Off of this road sits UMD parking lot U7. It's a "faculty-only" lot but like most parking lots on campus, this one allows anyone to park there without a permit as long as it's not during the hours of 7 am-4 pm Monday-Friday.
I leave my apartment to take my walk every morning between 7:25 am and 7:35 am - depending on if I hit the snooze button or not - and without fail, every morning there are several cars flagged with small, yellow rectangular tickets neatly tucked into their wipers.
I'm almost certain that DOTS - Department of Transportation Systems aka EVIL - has stationed a parking official to sit in this lot starting at 6:45 a.m. to catch poor, unsuspecting people not abiding by their very important permit laws.
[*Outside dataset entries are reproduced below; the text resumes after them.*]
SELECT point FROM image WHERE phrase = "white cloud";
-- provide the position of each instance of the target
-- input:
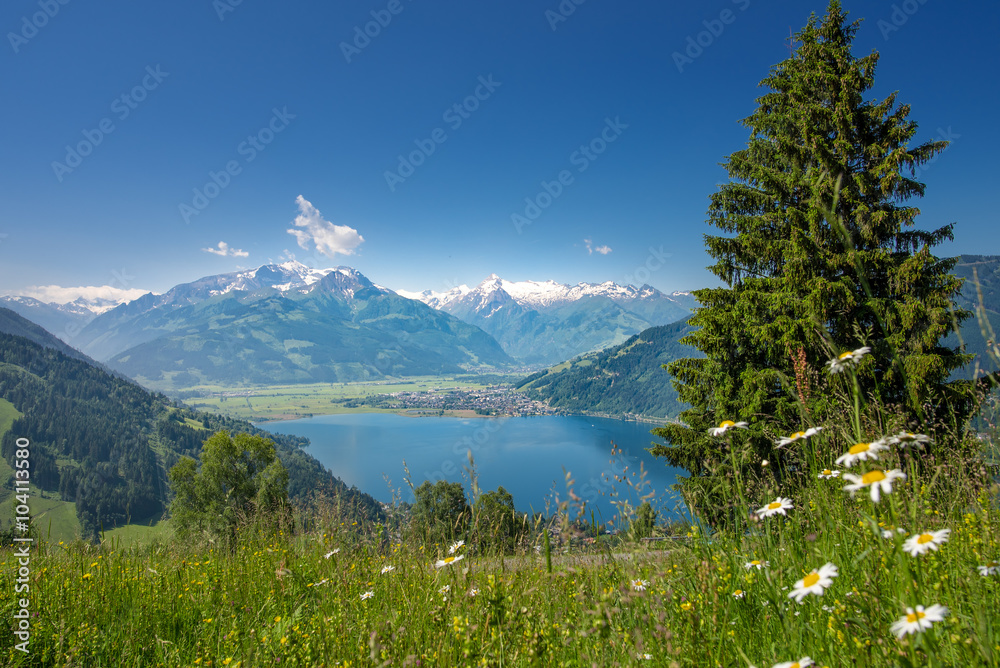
(603, 250)
(56, 294)
(328, 238)
(225, 251)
I can see him (or her) sitting in the white DOTS truck with a cigarette in between his teeth, anxiously waiting, muttering "come on, come on," hoping that he gets to stick it to those meddling kids. I can imagine an egg timer on the dashboard set to 7:00 am and with the sound of it's "ding," the DOTS employee laughs, rubs his hands together and leaps out, electronic ticketer thing under his arm and a whistling tune blowing from his cracked lips.
I assume this because the cars parked in the parking lot next to the parking garage at the end of this small road has the same parking restrictions, but I never see a single ticket on those cars at 7:30ish am.
This morning was especially laughable for me because today not even a tow truck escaped the wrath of DOTS. I had to stop to make sure, but indeed, the enormous tow truck had a small yellow flag flapping in the wind on it's wiper. Way to show 'em, boys.
I know I seem cold-hearted because it appears that I delight in other people's misery, but it's more of a relief to know that I am not the only one who silently has the urge to punch in the face of the next DOTS employee she sees.And I'm certainly no parking saint. I've gotten five parking tickets on campus - all for unloading groceries out of my car, and two of those incidents where from my boyfriend barrowing my parking pass - so I let myself smile at their persistence if nothing else every morning.